Ren turned toward Kagami.

"Did you hear that?... Shiori... Who is she?"

Kagami's eyes didn't move from the figure.

"Do you know her?" he pressed.

"No. There have been other witches since my time, no doubt. I can't possibly know them all. And this place… It's not like it cares much about history anymore. Remember what happened to the library."

"Right..." Ren wasn't particularly eager to recall that, but Kagami's words made sense.

Ahead, the glow faded slightly. The girl... Shiori... turned and stepped beyond the corridor bend, vanishing from sight.

"I knew there was something wrong about her..." Kagami added.

When the space settled and no further signs of movement came, Ren took a breath and started forward. There was nothing left to wait for at that point.
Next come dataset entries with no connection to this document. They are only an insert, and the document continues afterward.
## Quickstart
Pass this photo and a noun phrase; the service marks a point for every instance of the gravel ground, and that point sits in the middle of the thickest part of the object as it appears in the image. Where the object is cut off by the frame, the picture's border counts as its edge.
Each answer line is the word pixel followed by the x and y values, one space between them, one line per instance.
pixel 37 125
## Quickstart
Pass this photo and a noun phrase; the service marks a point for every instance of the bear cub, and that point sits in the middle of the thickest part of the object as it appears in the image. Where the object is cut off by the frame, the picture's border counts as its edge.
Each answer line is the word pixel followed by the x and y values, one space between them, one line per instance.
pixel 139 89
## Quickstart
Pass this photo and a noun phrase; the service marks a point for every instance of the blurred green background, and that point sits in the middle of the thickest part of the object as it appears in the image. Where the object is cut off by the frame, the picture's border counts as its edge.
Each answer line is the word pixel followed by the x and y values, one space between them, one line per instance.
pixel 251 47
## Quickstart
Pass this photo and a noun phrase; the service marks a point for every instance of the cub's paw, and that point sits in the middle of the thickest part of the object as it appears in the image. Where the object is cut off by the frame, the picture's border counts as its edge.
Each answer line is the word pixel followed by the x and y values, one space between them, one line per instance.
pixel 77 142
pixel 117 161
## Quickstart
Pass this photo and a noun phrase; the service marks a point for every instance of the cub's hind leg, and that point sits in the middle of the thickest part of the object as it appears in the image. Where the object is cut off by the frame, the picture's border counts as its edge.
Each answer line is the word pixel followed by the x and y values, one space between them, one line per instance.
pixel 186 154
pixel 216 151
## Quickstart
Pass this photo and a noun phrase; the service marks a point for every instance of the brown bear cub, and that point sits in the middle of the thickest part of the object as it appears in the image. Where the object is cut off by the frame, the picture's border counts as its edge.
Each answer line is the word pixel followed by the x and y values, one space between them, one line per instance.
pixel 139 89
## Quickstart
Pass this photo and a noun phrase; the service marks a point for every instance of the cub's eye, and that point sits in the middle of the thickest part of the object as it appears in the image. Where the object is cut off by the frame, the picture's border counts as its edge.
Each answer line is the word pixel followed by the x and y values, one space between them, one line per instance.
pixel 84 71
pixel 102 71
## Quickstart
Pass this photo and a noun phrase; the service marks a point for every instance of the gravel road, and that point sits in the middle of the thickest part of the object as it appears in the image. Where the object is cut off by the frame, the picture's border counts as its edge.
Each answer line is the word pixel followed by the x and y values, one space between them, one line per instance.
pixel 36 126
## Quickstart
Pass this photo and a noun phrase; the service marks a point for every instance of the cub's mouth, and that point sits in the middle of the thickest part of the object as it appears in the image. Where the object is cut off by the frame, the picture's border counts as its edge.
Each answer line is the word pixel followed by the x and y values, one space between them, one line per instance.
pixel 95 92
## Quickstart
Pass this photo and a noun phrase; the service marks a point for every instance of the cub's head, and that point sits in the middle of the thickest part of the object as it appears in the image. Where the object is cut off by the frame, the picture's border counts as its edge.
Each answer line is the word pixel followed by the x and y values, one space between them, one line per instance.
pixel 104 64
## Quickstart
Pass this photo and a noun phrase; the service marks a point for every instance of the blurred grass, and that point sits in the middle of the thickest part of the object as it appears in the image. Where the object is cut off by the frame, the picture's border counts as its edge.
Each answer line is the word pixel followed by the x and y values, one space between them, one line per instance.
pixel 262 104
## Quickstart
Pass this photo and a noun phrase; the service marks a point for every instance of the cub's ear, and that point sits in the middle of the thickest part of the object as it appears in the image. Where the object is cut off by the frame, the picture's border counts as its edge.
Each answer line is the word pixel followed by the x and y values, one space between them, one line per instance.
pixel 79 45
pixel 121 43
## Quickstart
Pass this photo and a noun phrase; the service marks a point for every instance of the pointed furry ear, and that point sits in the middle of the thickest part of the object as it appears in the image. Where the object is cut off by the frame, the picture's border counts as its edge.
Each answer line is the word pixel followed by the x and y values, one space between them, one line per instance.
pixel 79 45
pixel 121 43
They had to keep moving.

His eyes scanned constantly around, taking in each variation of the environment.

But the further they went, the thicker the dark became. So at one point, he lifted his hand and, without waiting for a prompt, he sparked Kindling. It was the spell Kagami had taught him not long ago.

A small flame ignited in his palm. The light burned warm, casting a long shadow behind them as they walked.

Kagami glanced at it and took note of the control.

"Better. It's holding longer now."

Ren felt it too. The Pact energy wasn't pushing back the way it used to, and he wasn't chasing it anymore either. He let it move through him more naturally now, allowing it to rise and flow with whatever the moment called for, rather than trying to force it into shape.

"No one is shielding me now. So light, stay with me," Ren said, barely whispered.

"Hmm?..."

"It's the incantation I used. You told me to pick something and tell it to my inner self, remember?"

"So I did," Kagami smiled, and had the Kindling flame been just a little brighter, Ren might have even seen the unusual warmth in her expression. 

The path led them through a corridor bordered with aged wooden placards all around. A single paper lantern hung from an iron hook, and the flame inside was so faint it barely lit a few paces around it.

And the humidity increased as well with each step, as if they were somehow descending instead of actually climbing to higher levels.

Suddenly, they both turned to the sound of steps echoing behind them.